Five patients who were treated at Dameron Hospital Association (Dameron) for vehicle accident injuries had automobile insurance policies issued by California State Automobile Association Inter-Insurance Bureau (CSAA) that included both medical payment (MP) and uninsured and underinsured motorist (UM) benefits. Dameron required each patient to sign a Conditions of Admissions (COA) form that assigned to Dameron “all insurance benefits of any kind . . . due for hospital and/or health care services.” CSAA paid UM and MP benefits to the five patients and did not respond to Dameron’s demands for direct payment based on the assignments. Dameron then sued CSAA alleging breach of contract for failing to pay the assigned UM and MP benefits. The trial court granted summary judgment for CSAA, and Dameron appealed.
The Court of Appeal affirmed as to all but one patient. First, the court held that the assignments by two patients with health insurance were void for lack of lawful consideration. (Civ. Code, §§ 1607, 1667.) The court reasoned that, because patients with health insurance are protected from healthcare care provider collection attempts (see Health & Saf. Code § 1379; Prospect Medical Group, Inc. v. Northridge Emergency Group (2009) 45 Cal.4th 497), Dameron’s attempt to extract payments in excess of the amounts negotiated with the patients’ health insurers violated public policy.

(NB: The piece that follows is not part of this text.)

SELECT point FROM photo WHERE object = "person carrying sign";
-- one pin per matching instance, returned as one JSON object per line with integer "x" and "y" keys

The court next held that Dameron could not enforce an assignment of policy benefits under a COA executed by the mother of a child patient because the patient’s grandmother held the CSAA policy and had not authorized the assignment.
Finally, the court held that Dameron could potentially rely on COAs executed by patients without health insurance to collect MP benefits, but not UM benefits, under their automobile insurance policies. The court concluded the COAs were adhesion contracts enforceable only to the extent they reflected an ordinary person’s reasonable expectations. Insureds reasonably expect to recover UM benefits directly to compensate for their bodily injuries. In contrast, a factfinder could determine that insured patients reasonably expected their MP benefits to be assigned to a health care provider.
The bulletin describing this appellate decision was originally prepared for the California Society for Healthcare Attorneys (CSHA) by H. Thomas Watson and Peder K. Batalden, who are partners at the appellate firm Horvitz & Levy LLP, and is republished with permission.